Sale of point has residents concerned

Potential buyer would build mansion on site
17-acre site worth $1.3 million
Redemptorists want funds for projects here, abroad
Anne Arundel

October 06, 2003

For years, residents on Riverview Avenue near Annapolis have enjoyed their very own Eden, 17 acres of sunny meadows and vine-tangled woods along the water that was more or less abandoned in the 1980s by the Catholic priests who once swam and picnicked there.

"So far, the property has remained pure," said Dick Morin, who lives down the street from the overgrown place, a Severn River landmark that many in the Annapolis area refer to as Priest Point.

Today, the Redemptorists of the State of Maryland, an order of priests who founded St. Mary's Parish in Annapolis, are poised to sell the tract to a buyer who wants to build a mansion on it.

Sale of the property, worth $1.3 million or more, could help the Catholic church raise much-needed funds for missions at home and abroad. But local residents say they fear that the transaction could dash their hopes of preserving the wildlife sanctuary.

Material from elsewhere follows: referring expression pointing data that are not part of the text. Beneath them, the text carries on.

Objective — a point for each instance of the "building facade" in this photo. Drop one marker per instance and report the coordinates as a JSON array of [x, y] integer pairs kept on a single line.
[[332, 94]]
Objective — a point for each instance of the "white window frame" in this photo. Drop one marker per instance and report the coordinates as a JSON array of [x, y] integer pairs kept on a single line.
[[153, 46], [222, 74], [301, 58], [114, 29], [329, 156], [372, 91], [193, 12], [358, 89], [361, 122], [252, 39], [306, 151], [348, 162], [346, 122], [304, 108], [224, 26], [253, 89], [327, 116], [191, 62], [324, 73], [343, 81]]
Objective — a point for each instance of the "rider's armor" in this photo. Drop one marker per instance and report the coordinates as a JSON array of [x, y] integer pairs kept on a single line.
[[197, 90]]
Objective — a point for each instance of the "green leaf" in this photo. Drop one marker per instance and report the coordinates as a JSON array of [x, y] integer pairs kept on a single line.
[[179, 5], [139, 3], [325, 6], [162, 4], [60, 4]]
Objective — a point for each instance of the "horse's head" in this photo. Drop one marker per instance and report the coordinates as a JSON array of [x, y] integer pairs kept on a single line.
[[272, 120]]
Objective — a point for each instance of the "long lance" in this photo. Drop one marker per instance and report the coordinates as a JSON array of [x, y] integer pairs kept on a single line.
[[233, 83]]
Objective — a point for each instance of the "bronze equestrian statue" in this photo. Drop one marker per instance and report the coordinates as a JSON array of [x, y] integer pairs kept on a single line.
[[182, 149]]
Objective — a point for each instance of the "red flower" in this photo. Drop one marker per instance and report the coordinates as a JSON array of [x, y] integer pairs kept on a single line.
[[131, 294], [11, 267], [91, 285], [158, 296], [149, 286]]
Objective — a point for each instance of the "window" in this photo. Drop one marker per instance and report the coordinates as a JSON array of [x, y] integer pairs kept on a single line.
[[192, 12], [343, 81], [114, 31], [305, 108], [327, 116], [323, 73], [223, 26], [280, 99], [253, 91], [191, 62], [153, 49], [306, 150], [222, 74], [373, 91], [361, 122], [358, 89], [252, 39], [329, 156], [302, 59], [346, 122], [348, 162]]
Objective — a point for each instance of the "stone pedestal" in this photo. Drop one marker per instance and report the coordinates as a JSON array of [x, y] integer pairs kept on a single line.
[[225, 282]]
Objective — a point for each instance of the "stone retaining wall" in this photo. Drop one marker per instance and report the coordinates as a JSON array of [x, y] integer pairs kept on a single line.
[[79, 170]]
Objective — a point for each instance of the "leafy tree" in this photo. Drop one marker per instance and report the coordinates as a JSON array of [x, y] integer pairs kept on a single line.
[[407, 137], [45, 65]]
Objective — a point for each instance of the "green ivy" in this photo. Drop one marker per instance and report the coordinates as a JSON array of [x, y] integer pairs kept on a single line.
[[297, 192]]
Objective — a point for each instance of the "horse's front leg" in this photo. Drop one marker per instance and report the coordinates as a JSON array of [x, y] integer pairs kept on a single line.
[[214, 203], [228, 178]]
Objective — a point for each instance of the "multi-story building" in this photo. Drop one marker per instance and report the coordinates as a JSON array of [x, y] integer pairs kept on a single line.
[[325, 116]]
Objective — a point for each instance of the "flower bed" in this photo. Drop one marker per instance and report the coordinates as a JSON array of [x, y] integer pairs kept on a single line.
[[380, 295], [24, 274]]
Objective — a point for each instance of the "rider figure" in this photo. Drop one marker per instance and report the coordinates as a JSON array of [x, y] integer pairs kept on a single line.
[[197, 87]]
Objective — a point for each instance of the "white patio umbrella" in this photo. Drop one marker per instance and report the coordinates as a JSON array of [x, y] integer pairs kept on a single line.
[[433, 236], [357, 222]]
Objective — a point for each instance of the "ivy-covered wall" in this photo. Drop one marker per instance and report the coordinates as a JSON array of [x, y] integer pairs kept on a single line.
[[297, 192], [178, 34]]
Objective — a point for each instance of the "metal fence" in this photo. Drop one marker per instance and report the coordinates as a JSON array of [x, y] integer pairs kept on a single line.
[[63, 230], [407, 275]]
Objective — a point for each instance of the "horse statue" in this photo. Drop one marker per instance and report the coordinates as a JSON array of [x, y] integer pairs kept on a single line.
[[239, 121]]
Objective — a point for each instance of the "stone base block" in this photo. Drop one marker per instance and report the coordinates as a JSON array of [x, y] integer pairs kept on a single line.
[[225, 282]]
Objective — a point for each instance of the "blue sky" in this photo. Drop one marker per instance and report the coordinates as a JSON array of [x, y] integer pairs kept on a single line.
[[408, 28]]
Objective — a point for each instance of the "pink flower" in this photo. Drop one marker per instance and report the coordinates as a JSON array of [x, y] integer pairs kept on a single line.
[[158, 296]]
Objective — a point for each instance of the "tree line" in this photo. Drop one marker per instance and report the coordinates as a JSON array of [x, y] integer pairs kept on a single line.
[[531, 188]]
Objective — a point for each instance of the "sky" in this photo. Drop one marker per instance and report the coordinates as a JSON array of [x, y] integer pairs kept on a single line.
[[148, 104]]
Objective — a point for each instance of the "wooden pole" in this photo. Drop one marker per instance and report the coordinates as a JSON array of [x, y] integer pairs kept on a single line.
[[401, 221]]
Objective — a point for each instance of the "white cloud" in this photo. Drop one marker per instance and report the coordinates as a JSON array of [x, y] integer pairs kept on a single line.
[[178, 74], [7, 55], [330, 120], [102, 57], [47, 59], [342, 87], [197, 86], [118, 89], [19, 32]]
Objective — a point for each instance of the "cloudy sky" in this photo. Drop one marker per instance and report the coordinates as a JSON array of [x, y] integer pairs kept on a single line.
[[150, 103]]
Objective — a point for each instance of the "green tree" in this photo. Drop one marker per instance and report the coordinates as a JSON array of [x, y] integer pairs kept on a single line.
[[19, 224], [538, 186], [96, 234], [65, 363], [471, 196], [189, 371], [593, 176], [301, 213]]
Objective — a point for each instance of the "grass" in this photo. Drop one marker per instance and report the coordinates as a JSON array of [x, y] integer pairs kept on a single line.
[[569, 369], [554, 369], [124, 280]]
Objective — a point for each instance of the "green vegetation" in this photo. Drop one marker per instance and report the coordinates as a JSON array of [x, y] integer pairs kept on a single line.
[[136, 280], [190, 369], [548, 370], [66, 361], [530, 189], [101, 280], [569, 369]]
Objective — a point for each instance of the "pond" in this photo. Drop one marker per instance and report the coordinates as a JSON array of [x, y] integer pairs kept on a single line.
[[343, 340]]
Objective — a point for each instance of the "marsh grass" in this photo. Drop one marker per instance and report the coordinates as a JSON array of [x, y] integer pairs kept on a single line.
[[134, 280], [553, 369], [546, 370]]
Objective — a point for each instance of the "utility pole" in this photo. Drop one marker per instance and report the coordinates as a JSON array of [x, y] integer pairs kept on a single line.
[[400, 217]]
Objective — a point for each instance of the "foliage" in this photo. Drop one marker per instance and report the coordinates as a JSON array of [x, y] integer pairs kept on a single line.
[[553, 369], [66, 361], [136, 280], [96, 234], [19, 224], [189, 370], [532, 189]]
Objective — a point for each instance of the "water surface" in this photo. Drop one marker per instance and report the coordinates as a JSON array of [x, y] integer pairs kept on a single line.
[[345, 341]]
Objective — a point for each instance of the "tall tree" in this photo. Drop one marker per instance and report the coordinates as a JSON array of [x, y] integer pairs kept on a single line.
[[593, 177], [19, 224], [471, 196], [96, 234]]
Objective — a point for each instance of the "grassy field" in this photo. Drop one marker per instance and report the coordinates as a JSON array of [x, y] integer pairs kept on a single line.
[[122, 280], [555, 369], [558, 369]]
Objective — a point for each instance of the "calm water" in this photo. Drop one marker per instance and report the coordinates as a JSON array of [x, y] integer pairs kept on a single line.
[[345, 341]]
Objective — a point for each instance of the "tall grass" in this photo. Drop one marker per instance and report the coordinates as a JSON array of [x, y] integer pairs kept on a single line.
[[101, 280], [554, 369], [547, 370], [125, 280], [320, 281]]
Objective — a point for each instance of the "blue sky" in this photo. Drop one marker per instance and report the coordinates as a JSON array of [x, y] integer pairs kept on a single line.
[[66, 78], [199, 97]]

"This is one of the last undeveloped pieces of land on Weems Creek and the Severn River," said Fred Kelly, a "riverkeeper" of the Severn who passes the point, with its towering oaks and chestnuts, on daily patrols. "It's a gorgeous location. ... And we are desperately trying to keep some open space on the water's edge."

The potential buyer has applied to the county for a variance to build the mansion, but Anne Arundel County planners are opposed to allowing residential construction on most of the land, which is zoned for open space. The county board of appeals will review the project Oct. 21.

Members of the Weems Creek Conservancy - which is working with state and local officials to clean the waterway and revitalize fragile grass and oyster populations - are desperately trying to raise funds to purchase Priest Point, which is home to bald eagles, fox, river otter and flocks of birds.

They say that developing the site - including removing trees and vines, as well as adding impervious surfaces such as walkways and roofs - could increase the amount of sediment that runs into the Chesapeake Bay. Sediment chokes bay grasses, which are essential to crab and fish populations.

"We still have some hopes of buying the property," said Evan Belaga, an Annapolis resident and president of the Weems Creek group, which has been trying to purchase the site for almost two years.

But members of the tightly knit religious community, including Redemptorist priests at St. Mary's Parish, have refused to work with them, Belaga and other conservationists said.